| La fouille au corps était imaginaire |
Elle avait dénoncé dans une lettre au procureur des « palpations corporelles appuyées » de la part de deux lieutenants de police. Hier, cette femme de 58 ans a été condamnée à six mois avec sursis pour dénonciation calomnieuse.
De bout en bout, l’affaire est nauséabonde. Presque pathétique pour la prévenue et très désagréable pour les deux femmes mises en cause, deux lieutenants de police, « dont l’honneur a été mis à mal alors qu’elles ont un parcours exemplaire et élogieux », indiquera leur avocat.
L’affaire débute en octobre 2006, après la garde à vue d’une femme de 58 ans, mise en cause par sa mère pour des faits supposés d’abus de faiblesse dans la gestion de ses finances. Quelques jours plus tard, la quinquagénaire se fend d’un courrier (quatre pages) adressé directement au procureur, où elle explique qu’elle aurait été victime d’une « fouille corporelle appuyée » de la part de deux lieutenants de police. Elles auraient en fait effectué des pénétrations digitales.
D’un côté, c’est l’incompréhension. « Il n’y a jamais eu de fouille corporelle, mais nous avons effectué une palpation de sécurité, selon les procédures habituelles », expliquent les deux lieutenants. C’est-à-dire une vérification par-dessus les vêtements, telle que pratiquée dans les aéroports. De l’autre côté de la barre, la prévenue persiste et signe. « Comment expliqueriez-vous ce genre d’agissements très graves ? », l’interroge dès lors le président Christian Lauqué. « Vous savez, ce sont des policiers, mais aussi des femmes, avec leurs jalousies et leurs mesquineries… »
« La pire des choses qui puisse arriver à un policier »
La toile de fond de l’affaire est aussi déplaisante. L’époux de la dénonciatrice est lui aussi policier. Un lieutenant de police « en disgrâce », selon l’avocat de la défense, et qui a fait l’objet d’une procédure disciplinaire. La calomnie aurait ainsi éclaboussé l’honorabilité des collègues du mari et aurait servi de contre-feu.
La thèse est renforcée par l’expertise psychiatrique, qui parle de « tendance à l’exagération », voire de « mensonge ». Les expressions « névrose hystérique sévère » ou « égocentrisme puéril » suivent. A sa décharge, la prévenue a du mal à se remettre d’un grave événement familial.

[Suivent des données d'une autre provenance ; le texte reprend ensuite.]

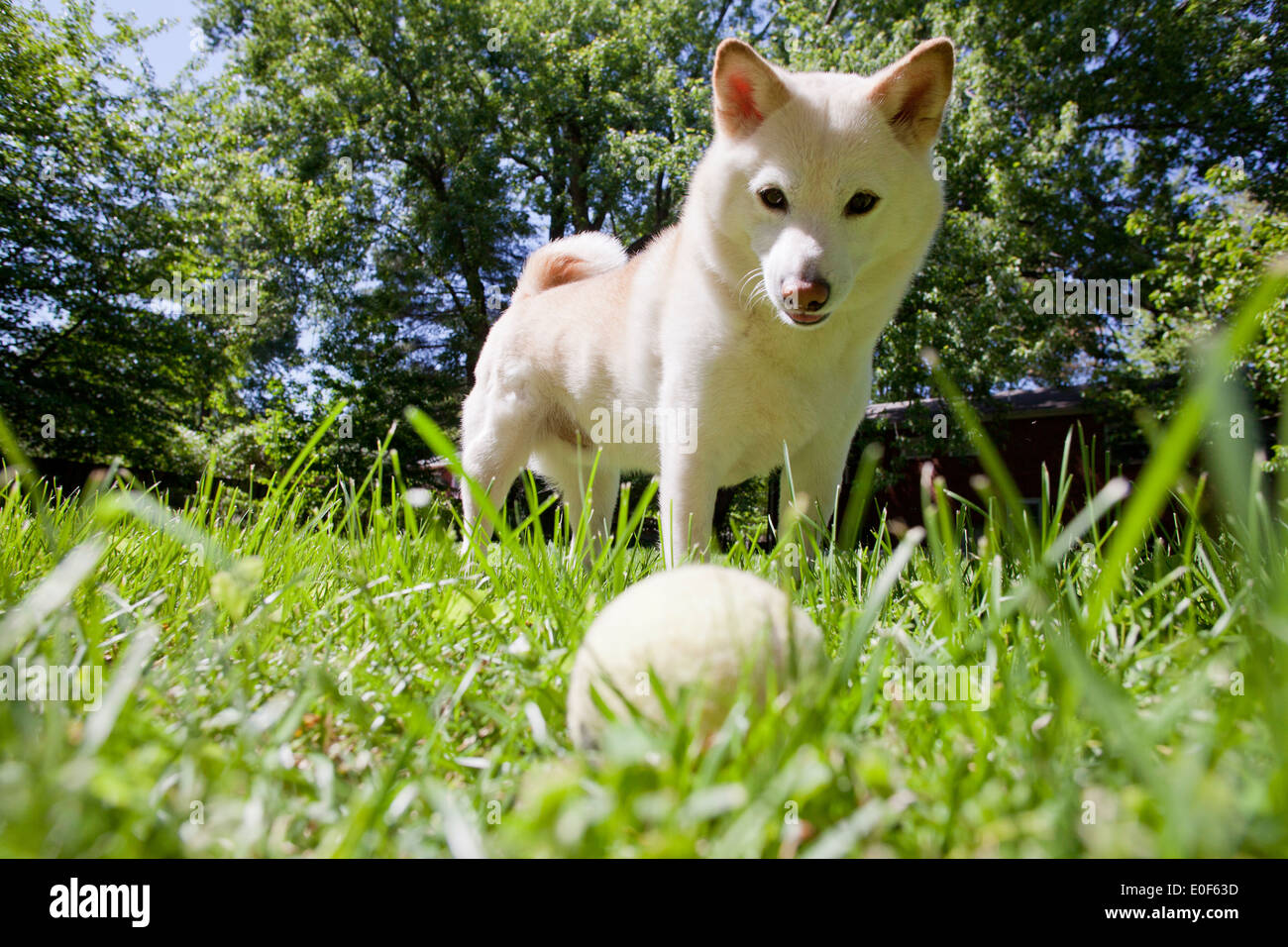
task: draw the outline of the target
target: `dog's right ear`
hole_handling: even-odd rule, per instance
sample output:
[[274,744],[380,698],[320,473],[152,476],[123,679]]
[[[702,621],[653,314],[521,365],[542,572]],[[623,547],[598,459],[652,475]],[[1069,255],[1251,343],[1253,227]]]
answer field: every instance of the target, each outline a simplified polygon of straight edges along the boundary
[[777,70],[742,40],[725,40],[716,49],[711,88],[716,130],[730,138],[750,135],[791,95]]

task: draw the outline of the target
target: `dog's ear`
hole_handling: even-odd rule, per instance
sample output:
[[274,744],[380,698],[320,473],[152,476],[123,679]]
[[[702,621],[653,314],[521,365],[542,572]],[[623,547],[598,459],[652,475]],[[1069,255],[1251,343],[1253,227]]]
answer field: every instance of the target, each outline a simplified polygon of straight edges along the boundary
[[943,36],[926,40],[872,79],[872,100],[899,140],[914,148],[934,144],[953,88],[953,44]]
[[750,135],[791,94],[774,67],[742,40],[725,40],[716,49],[711,88],[716,130],[730,138]]

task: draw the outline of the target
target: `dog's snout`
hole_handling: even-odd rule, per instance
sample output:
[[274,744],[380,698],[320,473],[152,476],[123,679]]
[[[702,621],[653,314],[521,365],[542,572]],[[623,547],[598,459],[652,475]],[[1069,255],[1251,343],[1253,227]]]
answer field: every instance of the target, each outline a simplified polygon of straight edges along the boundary
[[796,312],[818,312],[827,303],[832,287],[827,280],[783,281],[783,303]]

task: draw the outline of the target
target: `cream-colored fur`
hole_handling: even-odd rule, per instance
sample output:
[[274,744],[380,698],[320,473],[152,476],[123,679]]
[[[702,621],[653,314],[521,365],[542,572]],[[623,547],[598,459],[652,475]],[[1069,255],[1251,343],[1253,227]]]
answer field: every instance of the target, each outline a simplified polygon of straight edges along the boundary
[[[873,345],[943,214],[930,152],[952,68],[943,39],[873,76],[787,72],[725,40],[716,135],[679,223],[630,260],[601,233],[529,256],[465,401],[465,473],[500,505],[529,465],[576,523],[598,454],[599,533],[621,473],[657,473],[675,564],[706,548],[716,490],[782,464],[786,446],[797,496],[827,523]],[[688,439],[665,424],[641,438],[605,428],[609,411],[694,426]],[[480,510],[469,490],[462,499],[473,527]]]

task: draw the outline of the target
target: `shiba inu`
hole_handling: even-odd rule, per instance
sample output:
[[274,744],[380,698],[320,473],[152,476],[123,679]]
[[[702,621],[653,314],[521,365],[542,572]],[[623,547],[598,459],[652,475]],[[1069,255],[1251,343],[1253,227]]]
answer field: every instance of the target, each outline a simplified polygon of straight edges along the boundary
[[[589,495],[604,535],[621,473],[656,473],[670,566],[706,548],[716,491],[786,450],[826,524],[877,336],[943,215],[931,149],[952,75],[947,39],[871,76],[788,72],[721,43],[715,138],[679,222],[631,259],[580,233],[526,262],[462,408],[466,475],[498,506],[528,465],[574,524]],[[491,535],[462,501],[473,537]]]

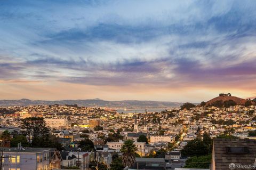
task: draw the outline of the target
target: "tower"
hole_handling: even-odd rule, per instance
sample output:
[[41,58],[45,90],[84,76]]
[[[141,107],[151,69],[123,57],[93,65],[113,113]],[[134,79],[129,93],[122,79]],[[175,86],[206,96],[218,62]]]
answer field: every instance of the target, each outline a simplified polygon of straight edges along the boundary
[[134,122],[134,129],[133,130],[135,132],[138,132],[138,125],[137,125],[137,112],[135,111],[135,122]]
[[148,111],[147,109],[145,109],[145,115],[144,116],[144,131],[147,132],[147,115],[148,115]]

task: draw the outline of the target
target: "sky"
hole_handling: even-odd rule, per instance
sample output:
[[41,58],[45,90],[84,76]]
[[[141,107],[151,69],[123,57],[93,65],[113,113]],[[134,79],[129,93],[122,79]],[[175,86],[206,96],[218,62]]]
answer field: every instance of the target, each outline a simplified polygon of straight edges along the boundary
[[0,0],[0,99],[256,96],[256,1]]

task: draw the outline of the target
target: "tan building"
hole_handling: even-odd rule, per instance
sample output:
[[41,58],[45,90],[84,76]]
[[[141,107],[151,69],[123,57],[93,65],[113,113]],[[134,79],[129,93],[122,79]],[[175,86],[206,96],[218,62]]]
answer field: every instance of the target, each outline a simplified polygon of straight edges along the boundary
[[21,119],[25,119],[28,117],[31,117],[32,115],[30,114],[29,114],[27,111],[22,111],[21,112],[20,112],[20,117]]
[[150,136],[150,143],[158,142],[171,142],[172,136]]
[[[146,143],[135,142],[134,144],[136,145],[136,147],[137,147],[138,149],[138,151],[136,153],[141,156],[145,156]],[[120,150],[122,146],[124,144],[124,141],[119,140],[119,142],[107,142],[107,144],[108,145],[109,149]]]
[[50,128],[58,128],[67,127],[68,120],[67,119],[44,119],[46,126]]
[[100,125],[100,121],[99,120],[90,119],[89,120],[89,126],[90,127],[95,127]]

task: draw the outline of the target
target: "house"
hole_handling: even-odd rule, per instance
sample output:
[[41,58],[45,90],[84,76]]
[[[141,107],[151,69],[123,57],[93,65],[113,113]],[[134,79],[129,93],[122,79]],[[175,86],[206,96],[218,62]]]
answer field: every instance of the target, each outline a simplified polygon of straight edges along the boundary
[[60,152],[61,156],[61,166],[70,167],[76,166],[76,156],[71,152]]
[[96,160],[99,163],[102,163],[108,168],[110,167],[110,164],[112,163],[112,155],[108,152],[98,151],[96,153]]
[[60,151],[51,148],[50,153],[50,169],[60,169],[62,158]]
[[125,139],[126,140],[130,139],[134,141],[137,141],[140,135],[145,135],[145,136],[147,136],[148,134],[146,133],[142,133],[142,132],[138,132],[138,133],[134,133],[134,132],[129,132],[127,133],[127,135],[125,136]]
[[150,143],[158,143],[161,142],[172,142],[171,136],[150,136]]
[[70,138],[71,142],[80,136],[79,134],[70,133],[68,131],[55,131],[53,132],[52,134],[60,138]]
[[255,140],[215,139],[211,169],[253,169],[256,167],[255,155]]
[[2,148],[3,169],[42,170],[50,168],[50,148]]
[[[146,154],[145,151],[146,143],[135,142],[134,144],[137,147],[138,150],[136,153],[141,156],[145,156]],[[119,140],[119,142],[107,142],[109,149],[117,150],[118,151],[120,150],[122,146],[124,144],[124,141]]]
[[173,151],[165,155],[165,159],[179,159],[181,157],[180,151]]
[[166,169],[166,163],[164,158],[136,158],[136,161],[131,168],[135,169]]

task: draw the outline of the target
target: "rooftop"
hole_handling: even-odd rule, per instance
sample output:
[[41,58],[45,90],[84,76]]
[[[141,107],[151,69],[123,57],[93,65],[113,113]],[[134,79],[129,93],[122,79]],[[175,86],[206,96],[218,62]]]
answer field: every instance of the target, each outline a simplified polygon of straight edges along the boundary
[[18,148],[2,148],[1,150],[4,152],[42,152],[43,151],[48,151],[51,148],[22,148],[22,149]]

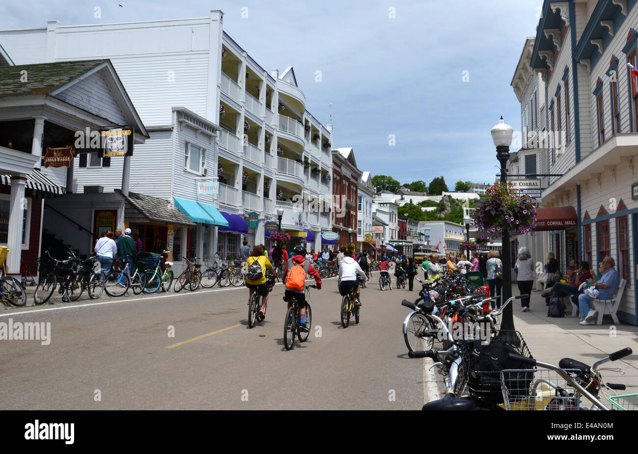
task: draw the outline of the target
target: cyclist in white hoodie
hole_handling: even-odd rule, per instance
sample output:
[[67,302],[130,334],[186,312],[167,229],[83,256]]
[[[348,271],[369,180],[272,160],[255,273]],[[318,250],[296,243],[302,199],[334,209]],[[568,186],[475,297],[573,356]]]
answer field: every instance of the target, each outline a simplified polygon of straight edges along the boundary
[[346,253],[345,256],[341,260],[341,265],[339,267],[339,290],[342,297],[345,297],[350,293],[351,288],[357,288],[357,305],[361,305],[361,299],[359,297],[360,287],[357,275],[361,276],[361,279],[367,281],[368,277],[366,273],[361,269],[359,263],[352,257]]

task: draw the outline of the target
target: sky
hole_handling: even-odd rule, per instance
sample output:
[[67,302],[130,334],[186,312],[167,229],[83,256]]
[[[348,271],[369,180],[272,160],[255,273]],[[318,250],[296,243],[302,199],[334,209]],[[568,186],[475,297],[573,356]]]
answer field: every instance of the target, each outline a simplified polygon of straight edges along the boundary
[[521,129],[510,84],[542,4],[26,0],[0,3],[0,29],[53,20],[66,26],[205,17],[221,10],[224,30],[263,68],[293,66],[306,108],[323,124],[332,103],[333,147],[352,147],[360,170],[402,183],[443,175],[453,190],[459,180],[494,180],[499,165],[489,131],[501,115]]

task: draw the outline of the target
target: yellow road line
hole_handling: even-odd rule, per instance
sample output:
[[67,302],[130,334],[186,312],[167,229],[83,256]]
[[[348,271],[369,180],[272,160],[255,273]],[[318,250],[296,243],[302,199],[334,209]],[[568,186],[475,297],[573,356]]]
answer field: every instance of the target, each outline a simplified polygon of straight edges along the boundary
[[226,328],[223,328],[221,330],[218,330],[217,331],[213,331],[212,333],[207,333],[206,334],[202,334],[200,336],[197,336],[197,337],[193,337],[193,339],[188,339],[186,340],[182,340],[182,342],[178,342],[177,344],[173,344],[172,345],[169,345],[164,348],[173,348],[174,347],[179,347],[181,345],[184,344],[188,344],[189,342],[193,342],[193,340],[197,340],[203,337],[208,337],[209,336],[212,336],[213,334],[217,334],[218,333],[221,333],[222,331],[226,331],[228,330],[232,330],[234,328],[237,328],[237,326],[241,326],[241,323],[237,323],[237,325],[234,325],[232,326],[226,326]]

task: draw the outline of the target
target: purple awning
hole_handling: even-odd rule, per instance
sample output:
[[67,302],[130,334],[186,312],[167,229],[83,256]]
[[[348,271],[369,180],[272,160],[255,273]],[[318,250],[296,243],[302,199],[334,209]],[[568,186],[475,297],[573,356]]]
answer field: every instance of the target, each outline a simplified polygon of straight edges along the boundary
[[239,214],[230,214],[223,211],[219,212],[228,221],[228,226],[219,227],[219,231],[225,231],[229,233],[247,234],[248,233],[248,224],[242,216]]

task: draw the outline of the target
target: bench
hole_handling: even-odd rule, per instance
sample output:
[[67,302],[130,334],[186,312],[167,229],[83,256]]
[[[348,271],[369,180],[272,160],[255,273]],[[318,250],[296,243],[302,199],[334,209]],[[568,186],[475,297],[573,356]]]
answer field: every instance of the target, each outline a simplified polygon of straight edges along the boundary
[[[593,304],[593,306],[596,311],[598,311],[598,320],[596,321],[597,325],[600,325],[602,323],[602,318],[605,314],[608,314],[611,316],[611,318],[614,320],[614,323],[616,325],[620,323],[618,320],[618,316],[616,315],[616,312],[618,311],[618,306],[620,305],[620,301],[623,299],[623,292],[625,291],[625,286],[627,285],[627,281],[625,279],[620,279],[620,282],[618,283],[618,286],[616,289],[616,291],[614,293],[614,298],[611,300],[593,300],[591,301],[591,304]],[[570,298],[570,301],[572,298]],[[578,304],[574,304],[574,302],[572,301],[572,316],[575,317],[576,314],[578,312]]]

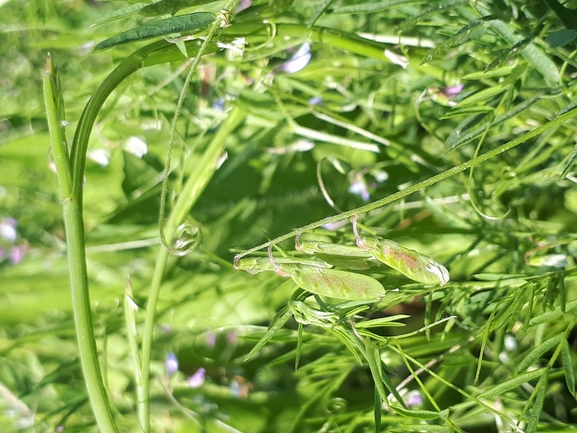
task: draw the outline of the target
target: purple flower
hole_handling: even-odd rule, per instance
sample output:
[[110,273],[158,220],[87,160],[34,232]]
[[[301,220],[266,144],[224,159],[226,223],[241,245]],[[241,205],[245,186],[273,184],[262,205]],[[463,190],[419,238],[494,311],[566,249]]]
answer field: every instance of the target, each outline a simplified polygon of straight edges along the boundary
[[13,265],[17,265],[22,261],[26,251],[28,251],[26,244],[10,248],[10,252],[8,253],[8,261]]
[[313,96],[312,98],[309,98],[309,104],[311,105],[319,105],[321,102],[323,102],[323,98],[320,96]]
[[251,0],[240,0],[240,3],[238,5],[238,7],[236,8],[236,13],[239,13],[240,11],[243,11],[246,8],[249,8],[250,6],[252,6]]
[[16,226],[18,226],[18,221],[14,218],[4,218],[2,222],[0,222],[0,238],[8,242],[15,242],[16,239],[18,239]]
[[464,87],[465,87],[464,84],[458,84],[456,86],[450,86],[450,87],[443,87],[441,89],[441,93],[443,93],[443,95],[445,95],[447,98],[454,98],[459,93],[461,93]]
[[192,376],[190,376],[187,380],[188,382],[188,386],[191,388],[200,388],[202,386],[202,384],[204,383],[204,375],[206,373],[206,370],[202,367],[200,367],[198,370],[196,370],[196,373],[194,373]]
[[216,334],[214,332],[206,334],[206,345],[208,347],[214,347],[215,344],[216,344]]
[[168,352],[166,354],[166,360],[164,361],[166,366],[166,375],[172,376],[178,371],[178,358],[174,352]]

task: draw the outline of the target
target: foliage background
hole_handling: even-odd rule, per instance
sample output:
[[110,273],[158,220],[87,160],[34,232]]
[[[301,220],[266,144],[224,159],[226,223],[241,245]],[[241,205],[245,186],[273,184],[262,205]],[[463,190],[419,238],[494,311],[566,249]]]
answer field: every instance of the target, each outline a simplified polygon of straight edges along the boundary
[[[276,2],[260,18],[306,25],[322,5],[291,3]],[[575,29],[552,11],[558,3],[393,3],[330,5],[317,25],[363,35],[355,52],[313,42],[311,62],[281,74],[275,69],[309,40],[307,33],[268,45],[266,38],[255,38],[242,58],[231,51],[208,56],[194,77],[178,125],[171,193],[178,194],[226,116],[223,101],[242,104],[248,117],[230,137],[228,159],[191,213],[203,227],[202,246],[172,259],[165,275],[152,354],[154,431],[373,431],[372,378],[330,329],[305,327],[296,372],[294,321],[243,362],[294,286],[273,274],[235,271],[234,252],[335,213],[319,187],[319,163],[335,204],[348,210],[534,130],[572,102],[575,42],[558,45],[558,39],[570,39]],[[572,18],[575,6],[565,6],[565,17]],[[6,218],[17,222],[18,234],[3,236],[1,244],[5,431],[95,428],[78,368],[41,80],[50,51],[61,71],[72,136],[89,96],[135,49],[91,53],[95,43],[143,22],[133,15],[89,28],[119,7],[0,2],[0,217],[4,234],[14,225]],[[214,10],[218,3],[206,7]],[[234,17],[232,23],[231,32]],[[500,25],[517,39],[506,37]],[[382,42],[368,40],[377,36]],[[538,47],[543,57],[535,51],[523,55],[528,46]],[[404,55],[409,63],[405,68],[363,53],[374,47]],[[123,83],[98,119],[86,167],[95,331],[123,431],[136,430],[124,287],[130,275],[142,319],[159,248],[160,174],[183,70],[182,63],[156,66]],[[464,88],[454,106],[442,89],[459,84]],[[381,353],[395,385],[410,375],[407,356],[421,363],[439,360],[436,375],[424,374],[422,386],[413,381],[408,389],[421,398],[416,409],[450,409],[450,422],[385,412],[383,431],[512,431],[517,420],[527,430],[574,430],[575,127],[569,120],[548,128],[472,172],[362,220],[451,272],[443,288],[410,283],[384,269],[373,272],[390,291],[366,317],[407,315],[402,328],[381,327],[378,335],[404,335],[453,317],[427,332],[391,339],[394,344]],[[472,138],[465,142],[467,134]],[[148,153],[139,157],[134,145],[142,142]],[[359,142],[378,152],[355,148]],[[342,173],[325,158],[342,161]],[[354,242],[348,226],[317,236]],[[282,246],[293,249],[292,241]],[[447,354],[451,348],[456,350]],[[170,376],[168,353],[180,362]],[[187,379],[201,368],[204,382],[190,386]],[[523,376],[539,368],[539,376]],[[499,388],[503,383],[508,386]]]

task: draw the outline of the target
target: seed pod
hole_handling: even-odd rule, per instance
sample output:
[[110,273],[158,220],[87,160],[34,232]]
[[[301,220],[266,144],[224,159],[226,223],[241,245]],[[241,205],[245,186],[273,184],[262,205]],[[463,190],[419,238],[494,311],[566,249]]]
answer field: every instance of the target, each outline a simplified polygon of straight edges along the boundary
[[305,265],[312,268],[332,267],[328,263],[321,260],[307,260],[292,257],[275,257],[274,263],[268,257],[249,257],[236,261],[234,267],[253,275],[264,271],[276,272],[277,270],[281,270],[285,274],[292,275],[297,265]]
[[363,274],[309,266],[296,266],[291,272],[299,287],[316,295],[351,301],[377,300],[385,295],[381,283]]
[[210,12],[196,12],[193,14],[179,15],[164,20],[154,21],[152,23],[144,24],[136,29],[127,30],[116,36],[105,39],[94,47],[94,51],[103,50],[105,48],[129,42],[156,38],[158,36],[204,30],[212,24],[214,20],[215,16]]
[[443,285],[449,281],[449,271],[429,256],[399,245],[390,239],[359,236],[357,245],[366,248],[385,265],[396,269],[411,280]]

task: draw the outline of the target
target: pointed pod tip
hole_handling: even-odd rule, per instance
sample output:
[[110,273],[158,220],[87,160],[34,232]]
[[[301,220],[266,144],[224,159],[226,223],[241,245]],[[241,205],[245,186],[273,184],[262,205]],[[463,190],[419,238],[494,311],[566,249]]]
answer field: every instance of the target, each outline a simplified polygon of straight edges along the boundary
[[53,70],[54,70],[54,64],[52,62],[52,55],[50,54],[49,51],[48,55],[46,56],[46,67],[44,69],[44,72],[46,74],[51,74]]

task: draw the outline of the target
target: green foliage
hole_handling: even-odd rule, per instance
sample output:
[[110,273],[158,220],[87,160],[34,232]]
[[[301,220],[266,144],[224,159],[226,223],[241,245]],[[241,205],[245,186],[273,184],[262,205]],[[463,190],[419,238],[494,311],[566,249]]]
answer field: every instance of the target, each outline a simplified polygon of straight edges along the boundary
[[99,431],[85,240],[119,431],[572,431],[572,3],[225,6],[0,3],[0,430]]

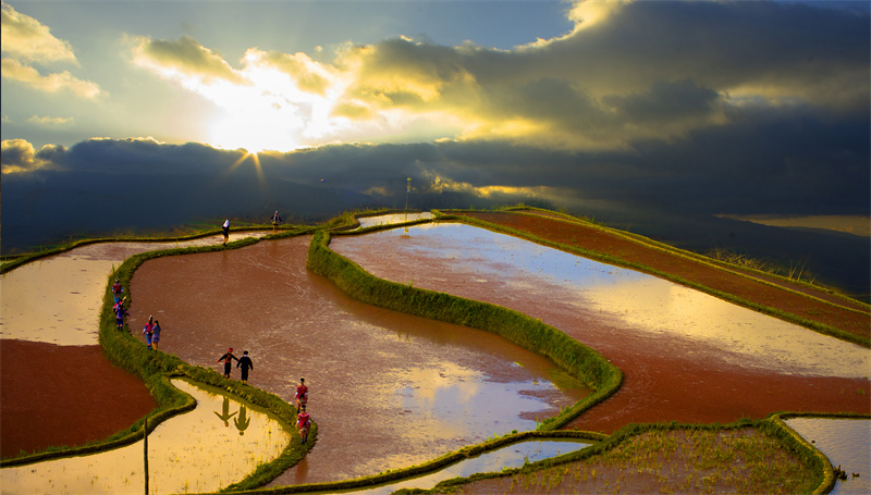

Pour la partie civile, cette dénonciation constitue la « pire des choses qui puisse arriver à un policier ». Pour Me Jean-Jacques Deswarte, « la suspicion restera à vie dans leur dossier administratif. » Le comportement de la prévenue est « à la limite de la perversité », interpelle le procureur. « On ne s’attendait pas à une reconnaissance du mensonge, mais au moins à une position en retrait », indique Nathalie Larsabal, qui requiert une peine pas inférieure à six mois de sursis. La défense attaque le dossier par sa source. « Pourquoi a-t-on mis cette femme qu’on savait fragile en garde à vue ? », se demande Me Denis Milliard. Plutôt que les faits, l’avocat préfère mettre en avant « un contexte général et une pathologie qui a pu altérer le discernement de la prévenue ».
Jusqu’au dernier moment, le président du tribunal a voulu tendre la main à la prévenue. « Si vous avez exagéré, vous pouvez encore le dire. » « La police n’a pas toujours raison. » Ce furent les dernières paroles de la dénonciatrice, qui a été condamnée à six mois avec sursis.